202 - Training and Evaluaiting CNTK Models in Spark ML Pipelines

Yet again, now using the Word2Vec Estimator from Spark. We can use the tree-based learners from spark in this scenario due to the lower dimensionality representation of features.



In [ ]:

    
import pandas as pd
import mmlspark
from pyspark.sql.types import IntegerType, StringType, StructType, StructField



In [ ]:

    
dataFile = "BookReviewsFromAmazon10K.tsv"
textSchema = StructType([StructField("rating", IntegerType(), False),
                         StructField("text", StringType(), False)])
import os, urllib
if not os.path.isfile(dataFile):
    urllib.request.urlretrieve("https://mmlspark.azureedge.net/datasets/"+dataFile, dataFile)
data = spark.createDataFrame(pd.read_csv(dataFile, sep="\t", header=None), textSchema)
data.limit(10).toPandas()

Modify the label column to predict a rating greater than 3.



In [ ]:

    
processedData = data.withColumn("label", data["rating"] > 3) \
                    .select(["text", "label"])
processedData.limit(5).toPandas()

Split the dataset into train, test and validation sets.



In [ ]:

    
train, test, validation = processedData.randomSplit([0.60, 0.20, 0.20])

Use Tokenizer and Word2Vec to generate the features.



In [ ]:

    
from pyspark.ml import Pipeline
from pyspark.ml.feature import Tokenizer, Word2Vec
tokenizer = Tokenizer(inputCol="text", outputCol="words")
partitions = train.rdd.getNumPartitions()
word2vec = Word2Vec(maxIter=4, seed=42, inputCol="words", outputCol="features",
                    numPartitions=partitions)
textFeaturizer = Pipeline(stages = [tokenizer, word2vec]).fit(train)

Transform each of the train, test and validation datasets.



In [ ]:

    
ptrain = textFeaturizer.transform(train).select(["label", "features"])
ptest = textFeaturizer.transform(test).select(["label", "features"])
pvalidation = textFeaturizer.transform(validation).select(["label", "features"])
ptrain.limit(5).toPandas()

Generate several models with different parameters from the training data.



In [ ]:

    
from pyspark.ml.classification import LogisticRegression, RandomForestClassifier, GBTClassifier
from mmlspark.TrainClassifier import TrainClassifier
import itertools

lrHyperParams       = [0.05, 0.2]
logisticRegressions = [LogisticRegression(regParam = hyperParam)
                       for hyperParam in lrHyperParams]
lrmodels            = [TrainClassifier(model=lrm, labelCol="label").fit(ptrain)
                       for lrm in logisticRegressions]
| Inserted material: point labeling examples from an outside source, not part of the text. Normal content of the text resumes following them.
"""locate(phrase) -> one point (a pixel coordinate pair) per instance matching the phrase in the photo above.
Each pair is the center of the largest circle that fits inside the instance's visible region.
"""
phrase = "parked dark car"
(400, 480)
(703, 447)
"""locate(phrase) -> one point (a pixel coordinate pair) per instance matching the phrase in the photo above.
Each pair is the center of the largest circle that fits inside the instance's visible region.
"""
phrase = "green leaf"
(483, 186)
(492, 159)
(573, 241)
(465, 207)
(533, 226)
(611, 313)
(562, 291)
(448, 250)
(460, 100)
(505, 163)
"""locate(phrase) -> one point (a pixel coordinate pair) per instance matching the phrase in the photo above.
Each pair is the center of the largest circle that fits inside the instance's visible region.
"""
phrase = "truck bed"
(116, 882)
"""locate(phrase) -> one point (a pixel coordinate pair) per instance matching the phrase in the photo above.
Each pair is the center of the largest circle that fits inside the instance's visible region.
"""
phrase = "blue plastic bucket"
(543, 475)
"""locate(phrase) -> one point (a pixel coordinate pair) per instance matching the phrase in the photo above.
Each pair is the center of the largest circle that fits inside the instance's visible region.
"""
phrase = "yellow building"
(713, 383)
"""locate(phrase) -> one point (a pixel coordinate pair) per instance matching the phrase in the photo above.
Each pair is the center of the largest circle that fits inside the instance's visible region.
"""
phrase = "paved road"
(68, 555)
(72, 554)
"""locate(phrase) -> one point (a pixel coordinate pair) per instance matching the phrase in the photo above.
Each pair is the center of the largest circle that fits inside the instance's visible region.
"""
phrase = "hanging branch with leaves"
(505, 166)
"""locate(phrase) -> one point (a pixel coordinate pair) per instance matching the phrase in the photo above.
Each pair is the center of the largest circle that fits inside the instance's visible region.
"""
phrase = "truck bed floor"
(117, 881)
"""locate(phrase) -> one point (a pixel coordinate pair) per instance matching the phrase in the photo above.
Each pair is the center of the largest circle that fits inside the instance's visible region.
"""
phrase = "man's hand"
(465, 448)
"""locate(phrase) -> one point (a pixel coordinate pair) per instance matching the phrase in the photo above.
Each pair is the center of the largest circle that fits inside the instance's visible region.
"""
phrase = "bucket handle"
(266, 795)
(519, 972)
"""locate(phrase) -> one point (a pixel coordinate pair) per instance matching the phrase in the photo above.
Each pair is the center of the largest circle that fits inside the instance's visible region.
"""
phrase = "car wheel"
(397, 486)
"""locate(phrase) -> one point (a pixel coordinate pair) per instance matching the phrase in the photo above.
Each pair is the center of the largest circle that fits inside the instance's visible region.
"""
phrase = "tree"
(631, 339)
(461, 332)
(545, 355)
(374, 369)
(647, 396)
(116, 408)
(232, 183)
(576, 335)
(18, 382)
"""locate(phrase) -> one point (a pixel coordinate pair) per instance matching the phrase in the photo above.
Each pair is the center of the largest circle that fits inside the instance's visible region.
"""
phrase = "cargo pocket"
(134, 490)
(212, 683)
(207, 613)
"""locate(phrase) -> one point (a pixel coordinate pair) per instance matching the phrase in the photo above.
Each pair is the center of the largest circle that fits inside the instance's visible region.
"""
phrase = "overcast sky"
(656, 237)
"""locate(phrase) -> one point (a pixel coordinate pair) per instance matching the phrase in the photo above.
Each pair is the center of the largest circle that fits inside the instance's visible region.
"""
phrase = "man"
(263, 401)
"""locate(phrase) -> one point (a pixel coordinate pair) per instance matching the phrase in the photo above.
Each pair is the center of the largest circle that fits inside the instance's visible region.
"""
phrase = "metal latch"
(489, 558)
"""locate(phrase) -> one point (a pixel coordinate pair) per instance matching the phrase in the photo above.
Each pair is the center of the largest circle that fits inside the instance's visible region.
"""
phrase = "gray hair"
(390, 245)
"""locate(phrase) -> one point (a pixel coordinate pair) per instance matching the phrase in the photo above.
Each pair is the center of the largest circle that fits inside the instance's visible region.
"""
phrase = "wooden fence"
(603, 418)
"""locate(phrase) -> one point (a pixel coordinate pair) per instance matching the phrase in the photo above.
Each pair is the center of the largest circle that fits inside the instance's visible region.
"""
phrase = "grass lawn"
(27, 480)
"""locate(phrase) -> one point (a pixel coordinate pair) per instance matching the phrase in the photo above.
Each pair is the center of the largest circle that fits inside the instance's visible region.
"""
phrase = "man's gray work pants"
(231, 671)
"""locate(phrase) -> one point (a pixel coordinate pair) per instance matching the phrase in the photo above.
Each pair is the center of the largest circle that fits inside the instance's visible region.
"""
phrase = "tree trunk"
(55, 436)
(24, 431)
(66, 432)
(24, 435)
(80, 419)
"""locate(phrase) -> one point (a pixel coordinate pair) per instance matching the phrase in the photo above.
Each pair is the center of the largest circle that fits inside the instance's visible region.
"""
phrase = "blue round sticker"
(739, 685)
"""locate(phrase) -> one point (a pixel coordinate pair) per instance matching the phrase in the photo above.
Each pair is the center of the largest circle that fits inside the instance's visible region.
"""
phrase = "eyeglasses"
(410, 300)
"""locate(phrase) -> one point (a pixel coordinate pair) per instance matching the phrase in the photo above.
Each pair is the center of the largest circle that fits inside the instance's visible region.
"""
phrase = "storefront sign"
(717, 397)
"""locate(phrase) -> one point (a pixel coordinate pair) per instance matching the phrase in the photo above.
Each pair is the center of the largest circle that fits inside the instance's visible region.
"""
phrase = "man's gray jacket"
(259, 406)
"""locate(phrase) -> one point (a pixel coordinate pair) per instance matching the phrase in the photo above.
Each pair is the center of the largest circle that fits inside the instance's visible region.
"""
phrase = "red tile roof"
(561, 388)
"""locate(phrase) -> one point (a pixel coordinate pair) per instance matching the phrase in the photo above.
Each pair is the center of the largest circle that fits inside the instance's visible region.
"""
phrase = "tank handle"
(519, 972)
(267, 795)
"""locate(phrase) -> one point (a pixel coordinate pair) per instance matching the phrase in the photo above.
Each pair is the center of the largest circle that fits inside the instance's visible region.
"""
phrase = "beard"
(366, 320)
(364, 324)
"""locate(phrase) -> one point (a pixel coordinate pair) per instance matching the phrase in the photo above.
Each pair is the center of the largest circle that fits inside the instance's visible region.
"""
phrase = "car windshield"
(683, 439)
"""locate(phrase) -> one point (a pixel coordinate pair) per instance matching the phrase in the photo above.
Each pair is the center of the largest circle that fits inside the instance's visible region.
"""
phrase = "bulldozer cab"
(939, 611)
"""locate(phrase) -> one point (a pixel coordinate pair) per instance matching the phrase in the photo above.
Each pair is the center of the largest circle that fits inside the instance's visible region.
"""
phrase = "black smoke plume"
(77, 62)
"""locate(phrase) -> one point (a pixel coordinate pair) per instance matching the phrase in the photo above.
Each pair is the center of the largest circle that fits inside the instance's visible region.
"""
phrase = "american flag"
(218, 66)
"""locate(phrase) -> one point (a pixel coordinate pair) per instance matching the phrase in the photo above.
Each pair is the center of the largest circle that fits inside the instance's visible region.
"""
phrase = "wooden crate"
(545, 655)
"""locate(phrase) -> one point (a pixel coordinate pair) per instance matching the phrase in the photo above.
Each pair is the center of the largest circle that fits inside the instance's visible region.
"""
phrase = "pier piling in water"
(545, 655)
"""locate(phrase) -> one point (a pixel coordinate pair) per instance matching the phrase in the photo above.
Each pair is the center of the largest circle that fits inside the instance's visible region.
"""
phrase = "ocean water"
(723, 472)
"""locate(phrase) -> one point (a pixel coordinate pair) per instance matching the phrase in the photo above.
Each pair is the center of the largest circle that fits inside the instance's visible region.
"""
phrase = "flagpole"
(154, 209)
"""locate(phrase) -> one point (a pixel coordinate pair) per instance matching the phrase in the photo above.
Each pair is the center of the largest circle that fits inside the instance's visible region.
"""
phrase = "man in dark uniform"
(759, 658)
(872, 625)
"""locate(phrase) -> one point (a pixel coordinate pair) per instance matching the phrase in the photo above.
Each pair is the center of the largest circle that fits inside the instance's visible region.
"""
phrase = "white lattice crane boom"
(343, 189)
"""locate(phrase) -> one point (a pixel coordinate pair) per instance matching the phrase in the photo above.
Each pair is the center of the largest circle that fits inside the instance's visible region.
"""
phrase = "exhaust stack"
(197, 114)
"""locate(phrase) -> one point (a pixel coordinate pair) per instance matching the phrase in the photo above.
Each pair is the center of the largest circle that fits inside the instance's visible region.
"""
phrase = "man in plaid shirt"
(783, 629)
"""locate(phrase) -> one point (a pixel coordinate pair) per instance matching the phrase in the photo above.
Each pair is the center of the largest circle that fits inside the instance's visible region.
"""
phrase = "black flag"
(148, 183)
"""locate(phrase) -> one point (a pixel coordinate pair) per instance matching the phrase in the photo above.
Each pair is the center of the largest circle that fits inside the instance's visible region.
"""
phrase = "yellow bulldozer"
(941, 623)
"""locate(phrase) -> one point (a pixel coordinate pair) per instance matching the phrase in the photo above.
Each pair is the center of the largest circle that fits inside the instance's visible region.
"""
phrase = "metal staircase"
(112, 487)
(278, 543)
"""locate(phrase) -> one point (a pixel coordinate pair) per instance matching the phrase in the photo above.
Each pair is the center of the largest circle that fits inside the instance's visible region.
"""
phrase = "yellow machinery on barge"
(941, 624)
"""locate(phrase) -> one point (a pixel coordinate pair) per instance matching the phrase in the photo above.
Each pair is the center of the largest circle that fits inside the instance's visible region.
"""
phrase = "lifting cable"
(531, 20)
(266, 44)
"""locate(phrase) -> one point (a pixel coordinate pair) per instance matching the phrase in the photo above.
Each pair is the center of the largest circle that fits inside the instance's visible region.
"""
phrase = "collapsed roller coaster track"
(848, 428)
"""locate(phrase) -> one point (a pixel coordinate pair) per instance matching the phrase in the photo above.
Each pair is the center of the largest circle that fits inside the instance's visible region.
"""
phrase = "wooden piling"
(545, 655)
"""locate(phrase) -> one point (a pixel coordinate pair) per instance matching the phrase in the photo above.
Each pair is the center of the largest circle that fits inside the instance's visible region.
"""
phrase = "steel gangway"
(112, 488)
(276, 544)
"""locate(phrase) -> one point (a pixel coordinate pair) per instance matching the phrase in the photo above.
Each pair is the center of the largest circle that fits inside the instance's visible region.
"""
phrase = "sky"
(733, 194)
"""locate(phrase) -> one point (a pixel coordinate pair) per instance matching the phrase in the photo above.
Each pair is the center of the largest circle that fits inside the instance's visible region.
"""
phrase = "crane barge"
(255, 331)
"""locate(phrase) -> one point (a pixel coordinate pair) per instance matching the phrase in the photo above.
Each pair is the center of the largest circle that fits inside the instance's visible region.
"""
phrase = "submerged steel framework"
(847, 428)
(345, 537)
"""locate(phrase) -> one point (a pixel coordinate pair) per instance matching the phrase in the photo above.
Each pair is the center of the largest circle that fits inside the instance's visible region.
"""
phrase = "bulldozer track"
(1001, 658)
rfHyperParams       = itertools.product([5, 10], [3, 5])
randomForests       = [RandomForestClassifier(numTrees=hyperParam[0], maxDepth=hyperParam[1])
                       for hyperParam in rfHyperParams]
rfmodels            = [TrainClassifier(model=rfm, labelCol="label").fit(ptrain)
                       for rfm in randomForests]

rfHyperParams       = itertools.product([8, 16], [3, 5])
gbtclassifiers      = [GBTClassifier(maxBins=hyperParam[0], maxDepth=hyperParam[1])
                       for hyperParam in rfHyperParams]
gbtmodels           = [TrainClassifier(model=gbt, labelCol="label").fit(ptrain)
                       for gbt in gbtclassifiers]

trainedModels       = lrmodels + rfmodels + gbtmodels

Find the best model for the given test dataset.



In [ ]:

    
from mmlspark import FindBestModel
bestModel = FindBestModel(evaluationMetric="AUC", models=trainedModels).fit(ptest)

Get the accuracy from the validation dataset.



In [ ]:

    
from mmlspark.ComputeModelStatistics import ComputeModelStatistics
predictions = bestModel.transform(pvalidation)
metrics = ComputeModelStatistics().transform(predictions)
print("Best model's accuracy on validation set = "
      + "{0:.2f}%".format(metrics.first()["accuracy"] * 100))
print("Best model's AUC on validation set = "
      + "{0:.2f}%".format(metrics.first()["AUC"] * 100))